For the App Attest generateKey / attestKey / generateAssertion scaffolding, reuse the OryApi helper from the
second-factor guide. The PIN listing above calls DCAppAttestService directly only to keep the
challenge computation visible. On iOS, biometric first-factor login also requires the ios_biometric_first_factor opt-in — see
Configuration.
Changing the PIN and rotating the secret
Changing the PIN is a purely local operation — no server call. Unseal the secret with the old PIN, then seal it again with the
new PIN. PinVault.seal generates a fresh salt and IV, so the whole stored blob changes, but the pin_secret, client_key_id,
and signing key are unchanged. The server never learns that the PIN changed.
var oldPin: [UInt8] = /* entered old PIN */
var pinSecret = try PinVault.unseal(artifacts: artifacts, pin: &oldPin, sealingKey: sealingKey)

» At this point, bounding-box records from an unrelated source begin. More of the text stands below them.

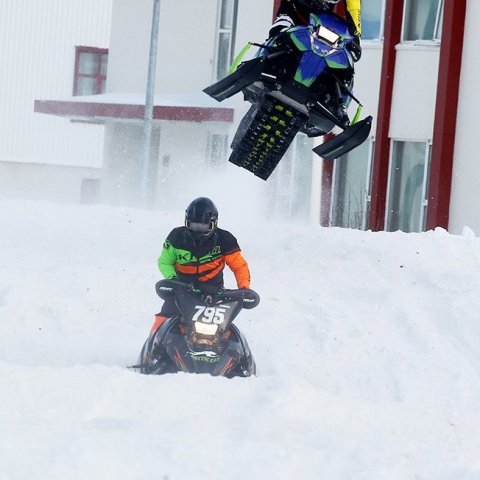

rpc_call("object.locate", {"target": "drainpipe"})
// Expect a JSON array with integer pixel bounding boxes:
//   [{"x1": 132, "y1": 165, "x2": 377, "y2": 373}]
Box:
[
  {"x1": 368, "y1": 0, "x2": 403, "y2": 231},
  {"x1": 141, "y1": 0, "x2": 160, "y2": 204}
]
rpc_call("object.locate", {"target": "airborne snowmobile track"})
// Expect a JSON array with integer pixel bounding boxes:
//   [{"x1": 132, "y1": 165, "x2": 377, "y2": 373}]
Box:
[{"x1": 229, "y1": 97, "x2": 307, "y2": 180}]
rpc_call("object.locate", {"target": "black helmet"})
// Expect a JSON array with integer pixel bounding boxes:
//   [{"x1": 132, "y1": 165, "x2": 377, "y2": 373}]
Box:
[
  {"x1": 298, "y1": 0, "x2": 339, "y2": 10},
  {"x1": 185, "y1": 197, "x2": 218, "y2": 240}
]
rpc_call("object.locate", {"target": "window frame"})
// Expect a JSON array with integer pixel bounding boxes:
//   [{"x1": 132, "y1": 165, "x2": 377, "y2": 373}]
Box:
[
  {"x1": 72, "y1": 45, "x2": 108, "y2": 97},
  {"x1": 362, "y1": 0, "x2": 387, "y2": 43},
  {"x1": 383, "y1": 138, "x2": 432, "y2": 233},
  {"x1": 330, "y1": 136, "x2": 375, "y2": 230},
  {"x1": 400, "y1": 0, "x2": 445, "y2": 45}
]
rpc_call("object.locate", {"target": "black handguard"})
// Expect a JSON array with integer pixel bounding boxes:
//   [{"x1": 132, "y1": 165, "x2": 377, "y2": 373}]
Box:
[{"x1": 347, "y1": 35, "x2": 362, "y2": 62}]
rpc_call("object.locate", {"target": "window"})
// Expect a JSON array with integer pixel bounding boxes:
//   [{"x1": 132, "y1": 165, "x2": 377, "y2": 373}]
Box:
[
  {"x1": 403, "y1": 0, "x2": 443, "y2": 41},
  {"x1": 215, "y1": 0, "x2": 238, "y2": 80},
  {"x1": 386, "y1": 141, "x2": 430, "y2": 232},
  {"x1": 331, "y1": 141, "x2": 373, "y2": 230},
  {"x1": 80, "y1": 178, "x2": 100, "y2": 204},
  {"x1": 209, "y1": 134, "x2": 228, "y2": 168},
  {"x1": 362, "y1": 0, "x2": 385, "y2": 40},
  {"x1": 73, "y1": 47, "x2": 108, "y2": 96}
]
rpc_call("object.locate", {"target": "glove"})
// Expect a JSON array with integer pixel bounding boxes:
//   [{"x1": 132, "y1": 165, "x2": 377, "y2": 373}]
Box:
[{"x1": 347, "y1": 35, "x2": 362, "y2": 62}]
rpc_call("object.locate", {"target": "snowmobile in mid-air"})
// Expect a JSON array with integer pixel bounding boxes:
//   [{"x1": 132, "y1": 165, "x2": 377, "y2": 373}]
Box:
[
  {"x1": 204, "y1": 12, "x2": 372, "y2": 180},
  {"x1": 131, "y1": 280, "x2": 260, "y2": 378}
]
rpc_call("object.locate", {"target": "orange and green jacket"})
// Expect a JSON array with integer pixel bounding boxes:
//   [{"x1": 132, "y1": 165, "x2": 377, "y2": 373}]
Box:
[{"x1": 158, "y1": 227, "x2": 250, "y2": 288}]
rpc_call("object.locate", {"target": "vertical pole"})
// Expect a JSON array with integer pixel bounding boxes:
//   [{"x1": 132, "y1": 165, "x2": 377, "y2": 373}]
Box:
[
  {"x1": 142, "y1": 0, "x2": 160, "y2": 203},
  {"x1": 368, "y1": 0, "x2": 403, "y2": 231},
  {"x1": 426, "y1": 0, "x2": 467, "y2": 230}
]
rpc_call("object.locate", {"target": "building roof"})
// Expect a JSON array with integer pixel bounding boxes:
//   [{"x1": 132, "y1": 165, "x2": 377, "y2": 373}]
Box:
[{"x1": 34, "y1": 92, "x2": 234, "y2": 123}]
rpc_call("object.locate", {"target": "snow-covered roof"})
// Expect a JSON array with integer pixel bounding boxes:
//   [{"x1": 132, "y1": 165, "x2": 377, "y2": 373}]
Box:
[{"x1": 34, "y1": 92, "x2": 233, "y2": 122}]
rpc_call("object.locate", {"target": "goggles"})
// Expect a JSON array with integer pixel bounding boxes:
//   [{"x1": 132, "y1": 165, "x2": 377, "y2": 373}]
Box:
[{"x1": 187, "y1": 222, "x2": 212, "y2": 233}]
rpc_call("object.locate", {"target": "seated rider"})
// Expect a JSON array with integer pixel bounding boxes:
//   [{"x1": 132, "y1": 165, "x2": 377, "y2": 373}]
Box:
[
  {"x1": 150, "y1": 197, "x2": 250, "y2": 335},
  {"x1": 269, "y1": 0, "x2": 362, "y2": 124}
]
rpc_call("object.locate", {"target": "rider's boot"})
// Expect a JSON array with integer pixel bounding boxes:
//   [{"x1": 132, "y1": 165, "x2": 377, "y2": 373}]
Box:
[{"x1": 150, "y1": 313, "x2": 167, "y2": 336}]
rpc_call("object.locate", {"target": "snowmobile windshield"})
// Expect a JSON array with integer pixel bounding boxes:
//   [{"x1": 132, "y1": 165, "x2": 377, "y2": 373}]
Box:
[{"x1": 316, "y1": 25, "x2": 340, "y2": 45}]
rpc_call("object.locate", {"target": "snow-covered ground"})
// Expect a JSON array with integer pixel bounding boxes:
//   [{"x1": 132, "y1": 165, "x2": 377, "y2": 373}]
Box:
[{"x1": 0, "y1": 197, "x2": 480, "y2": 480}]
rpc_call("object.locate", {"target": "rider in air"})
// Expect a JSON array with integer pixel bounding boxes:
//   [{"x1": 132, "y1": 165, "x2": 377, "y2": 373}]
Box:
[{"x1": 269, "y1": 0, "x2": 362, "y2": 124}]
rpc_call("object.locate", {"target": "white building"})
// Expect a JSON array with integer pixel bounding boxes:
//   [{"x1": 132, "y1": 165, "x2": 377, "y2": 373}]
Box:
[
  {"x1": 4, "y1": 0, "x2": 480, "y2": 233},
  {"x1": 0, "y1": 0, "x2": 112, "y2": 202}
]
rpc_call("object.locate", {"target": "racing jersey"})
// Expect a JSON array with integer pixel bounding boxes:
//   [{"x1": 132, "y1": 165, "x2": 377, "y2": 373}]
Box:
[
  {"x1": 270, "y1": 0, "x2": 362, "y2": 37},
  {"x1": 158, "y1": 227, "x2": 250, "y2": 288}
]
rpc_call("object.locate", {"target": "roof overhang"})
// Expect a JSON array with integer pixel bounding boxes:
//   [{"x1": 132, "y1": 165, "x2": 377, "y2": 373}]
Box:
[{"x1": 34, "y1": 93, "x2": 234, "y2": 123}]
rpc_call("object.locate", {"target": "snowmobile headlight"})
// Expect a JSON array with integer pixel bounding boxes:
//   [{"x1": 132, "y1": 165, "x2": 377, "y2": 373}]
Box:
[
  {"x1": 194, "y1": 322, "x2": 218, "y2": 336},
  {"x1": 317, "y1": 25, "x2": 340, "y2": 45}
]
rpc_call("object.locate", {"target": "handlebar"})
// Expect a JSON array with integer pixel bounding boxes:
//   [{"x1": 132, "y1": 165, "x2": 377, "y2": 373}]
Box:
[{"x1": 155, "y1": 279, "x2": 260, "y2": 309}]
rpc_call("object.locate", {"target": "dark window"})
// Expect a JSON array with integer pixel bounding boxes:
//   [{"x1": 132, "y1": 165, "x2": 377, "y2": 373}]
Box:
[
  {"x1": 80, "y1": 178, "x2": 101, "y2": 204},
  {"x1": 73, "y1": 47, "x2": 108, "y2": 96}
]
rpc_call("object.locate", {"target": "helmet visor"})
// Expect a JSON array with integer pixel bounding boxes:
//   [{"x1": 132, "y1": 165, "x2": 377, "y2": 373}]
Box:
[{"x1": 187, "y1": 222, "x2": 212, "y2": 234}]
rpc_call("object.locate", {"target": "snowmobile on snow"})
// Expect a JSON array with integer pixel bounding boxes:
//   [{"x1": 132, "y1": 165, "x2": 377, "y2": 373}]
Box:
[
  {"x1": 203, "y1": 13, "x2": 372, "y2": 180},
  {"x1": 131, "y1": 280, "x2": 260, "y2": 378}
]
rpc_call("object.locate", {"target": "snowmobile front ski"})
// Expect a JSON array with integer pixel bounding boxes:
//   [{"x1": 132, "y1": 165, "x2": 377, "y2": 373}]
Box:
[
  {"x1": 313, "y1": 116, "x2": 372, "y2": 160},
  {"x1": 203, "y1": 57, "x2": 265, "y2": 102}
]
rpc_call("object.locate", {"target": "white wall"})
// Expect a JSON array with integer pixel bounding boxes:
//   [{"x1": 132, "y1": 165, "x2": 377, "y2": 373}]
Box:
[
  {"x1": 107, "y1": 0, "x2": 217, "y2": 93},
  {"x1": 389, "y1": 43, "x2": 440, "y2": 140},
  {"x1": 449, "y1": 0, "x2": 480, "y2": 235},
  {"x1": 0, "y1": 162, "x2": 101, "y2": 203},
  {"x1": 0, "y1": 0, "x2": 112, "y2": 170}
]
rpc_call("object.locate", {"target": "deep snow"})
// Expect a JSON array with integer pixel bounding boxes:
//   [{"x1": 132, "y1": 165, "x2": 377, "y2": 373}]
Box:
[{"x1": 0, "y1": 197, "x2": 480, "y2": 480}]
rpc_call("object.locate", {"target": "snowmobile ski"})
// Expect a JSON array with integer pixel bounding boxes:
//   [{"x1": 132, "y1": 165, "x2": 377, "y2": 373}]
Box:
[{"x1": 313, "y1": 116, "x2": 372, "y2": 160}]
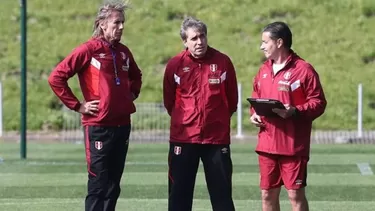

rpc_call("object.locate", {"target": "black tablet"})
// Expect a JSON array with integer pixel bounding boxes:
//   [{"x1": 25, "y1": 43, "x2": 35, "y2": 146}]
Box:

defer { for i in pinSecret.indices { pinSecret[i] = 0 } }
var newPin: [UInt8] = /* entered new PIN */
let updated = try PinVault.seal(
pinSecret: &pinSecret, pin: &newPin, sealingKey: sealingKey,
clientKeyId: artifacts.clientKeyId, appAttestKeyId: artifacts.appAttestKeyId,
sealingKeyTag: artifacts.sealingKeyTag,
opsLimit: artifacts.opsLimit, memLimit: artifacts.memLimit)
// Persist `updated` in place of the old artifacts.
Rotating the secret needs the server. It is the recovery path for a forgotten PIN or a locked key: the server issues a fresh
pin_secret for the same signing key. Start a settings flow under a privileged session, then:
- Create a fresh
PinCeremony— a new ephemeral transport key. - Call
signRotationChallenge(nonce:appAttestKeyId:)with the flow nonce and the key's App Attest key id. It signs the rawnonce ‖ t_pubconcatenation, unhashed. - Submit the
rotate_secretpayload withclient_key_id, the freshtransport_public_key, and that signature (see Rotating the PIN secret). - Open the new secret from the response's
continue_withwithopenSealedSecret, exactly as at enrollment. - Capture the user's PIN — a new one if they forgot the old — and
PinVault.sealthe new secret with a fresh salt and IV, then replace the stored artifacts.
The signing key and its client_key_id never change; only the sealed secret does. Only PIN keys can be rotated.